Algunas de estas ideas subyacen a los desarrollos curriculares de la Lomloe, que en estos últimos meses están saliendo a la luz. Estas propuestas deben ser discutidas y criticadas desde el conocimiento científico y profesional proporcionado por la investigación educativa. Pero la respuesta que reciben, tanto en redes y grupos sociales como en algunos medios de comunicación, es otra. Es la respuesta del negacionismo educativo, que reclama una vuelta al pasado y al sentido común, buscando, aquí también, soluciones simples para los complejos problemas educativos. Políticos interesados, comunicadores, e incluso profesionales de la educación o académicos —y bastantes madres y padres— defienden una vuelta a la educación tradicional, de la que, por cierto, nunca nos hemos ido, ya que nuestras aulas apenas han cambiado en las últimas décadas en comparación con la sociedad para la que se forman.
Así, se reclama volver a la cultura del esfuerzo para recuperar la motivación perdida, cuando la investigación ha mostrado que motivar es algo más complejo. Exigir más no necesariamente aumenta el esfuerzo, incluso cuando no es recompensado puede disminuirlo. Se defiende mantener de forma rígida, inflexible, los contenidos tradicionales —a ser posible los de toda la vida—, en vez de formar en competencias, algo en lo que la OCDE, con su proyecto PISA, viene insistiendo desde hace tiempo. Se reivindica el valor de la memoria como almacén del saber, cuando la investigación psicológica muestra que conocer no es tanto acumular conocimientos como ser capaces de usarlos y transformar lo aprendido.

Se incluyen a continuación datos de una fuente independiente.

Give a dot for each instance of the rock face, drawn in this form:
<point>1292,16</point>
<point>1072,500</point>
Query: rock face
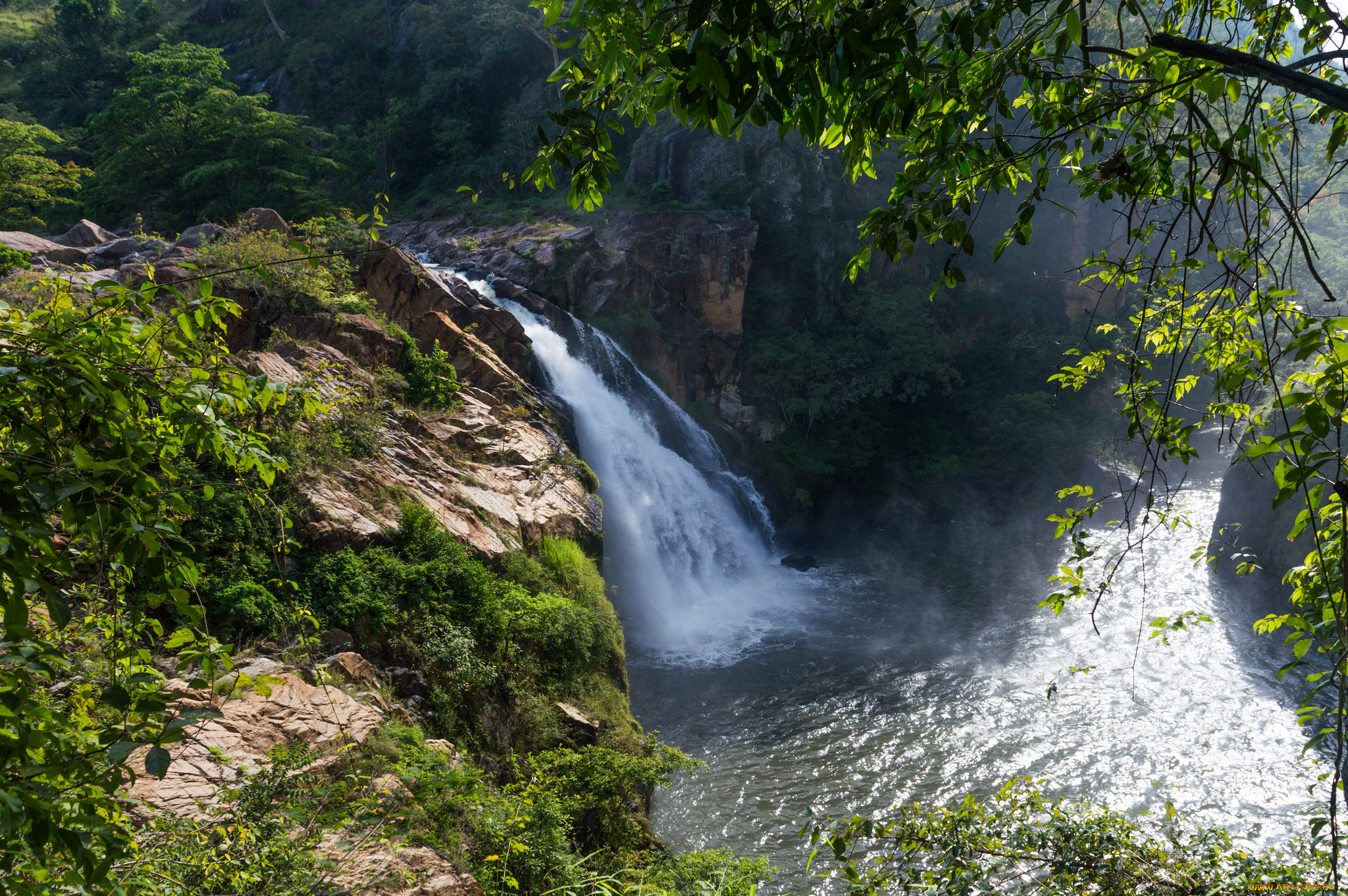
<point>411,295</point>
<point>494,473</point>
<point>42,248</point>
<point>323,717</point>
<point>84,235</point>
<point>265,220</point>
<point>671,285</point>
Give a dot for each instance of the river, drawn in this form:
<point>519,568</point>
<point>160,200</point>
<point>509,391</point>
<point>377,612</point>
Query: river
<point>914,664</point>
<point>918,668</point>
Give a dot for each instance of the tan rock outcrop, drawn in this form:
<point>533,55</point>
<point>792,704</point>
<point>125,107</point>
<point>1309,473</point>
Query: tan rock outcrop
<point>494,473</point>
<point>265,220</point>
<point>294,713</point>
<point>407,291</point>
<point>86,234</point>
<point>42,248</point>
<point>386,871</point>
<point>687,272</point>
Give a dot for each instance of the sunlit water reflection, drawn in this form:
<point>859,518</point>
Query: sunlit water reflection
<point>920,671</point>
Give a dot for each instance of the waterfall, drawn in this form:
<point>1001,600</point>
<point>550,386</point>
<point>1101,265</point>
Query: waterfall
<point>688,543</point>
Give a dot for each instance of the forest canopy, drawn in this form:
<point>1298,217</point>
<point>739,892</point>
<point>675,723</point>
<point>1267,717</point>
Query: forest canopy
<point>1208,130</point>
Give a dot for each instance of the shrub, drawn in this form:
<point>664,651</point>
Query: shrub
<point>604,791</point>
<point>573,573</point>
<point>586,476</point>
<point>180,143</point>
<point>299,285</point>
<point>432,379</point>
<point>251,608</point>
<point>710,871</point>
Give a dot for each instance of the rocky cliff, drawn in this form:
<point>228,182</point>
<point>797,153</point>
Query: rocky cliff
<point>669,284</point>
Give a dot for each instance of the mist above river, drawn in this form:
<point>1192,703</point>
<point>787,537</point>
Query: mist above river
<point>921,674</point>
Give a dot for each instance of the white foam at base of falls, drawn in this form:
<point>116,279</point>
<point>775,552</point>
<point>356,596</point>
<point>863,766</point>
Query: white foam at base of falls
<point>687,542</point>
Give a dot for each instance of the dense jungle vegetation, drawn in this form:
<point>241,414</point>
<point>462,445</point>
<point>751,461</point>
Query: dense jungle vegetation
<point>146,478</point>
<point>145,528</point>
<point>452,93</point>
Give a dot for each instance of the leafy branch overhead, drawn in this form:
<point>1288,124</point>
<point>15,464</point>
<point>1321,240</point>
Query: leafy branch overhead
<point>989,97</point>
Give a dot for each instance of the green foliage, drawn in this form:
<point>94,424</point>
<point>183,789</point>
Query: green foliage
<point>30,181</point>
<point>604,791</point>
<point>1024,843</point>
<point>101,412</point>
<point>178,145</point>
<point>710,871</point>
<point>305,287</point>
<point>251,608</point>
<point>586,476</point>
<point>571,570</point>
<point>432,379</point>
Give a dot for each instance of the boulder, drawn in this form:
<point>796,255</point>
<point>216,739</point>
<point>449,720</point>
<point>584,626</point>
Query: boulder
<point>356,336</point>
<point>254,670</point>
<point>320,717</point>
<point>38,247</point>
<point>583,728</point>
<point>390,790</point>
<point>86,234</point>
<point>378,868</point>
<point>173,274</point>
<point>802,562</point>
<point>409,684</point>
<point>199,235</point>
<point>336,637</point>
<point>473,361</point>
<point>265,220</point>
<point>355,668</point>
<point>115,251</point>
<point>406,291</point>
<point>132,275</point>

Podría seguir con otros tantos ejemplos (el rechazo al aprendizaje cooperativo, la defensa de la repetición, la reivindicación de la autoridad tradicional del docente…), que reflejan viejas creencias, que algún día sirvieron para los fines de la educación y que, por tanto, son compartidas por muchos docentes, madres y padres, porque así fue como ellos aprendieron o han enseñado. Pero son creencias insostenibles hoy, no por motivos ideológicos, sino científicos. La investigación ha mostrado, en contra de las creencias más arraigadas, incluso entre los propios docentes, que así no se logran los aprendizajes que nuestra sociedad demanda. Es preciso por tanto promover un debate social sobre la educación que queremos y necesitamos, pero basado en el conocimiento científico, en datos y no en prejuicios o en miedos. Por encima de todo, para que los cambios propuestos lleguen a las aulas y no se queden, una vez más, en el papel, se requiere impulsar una formación docente que genere ese cambio de creencias y de prácticas y que haga que los profesores dialoguen con el conocimiento científico sobre el aprendizaje y la enseñanza y no se quede en discursos teóricos, normas o retóricas bienintencionadas, pero alejadas de lo que sucede en las aulas.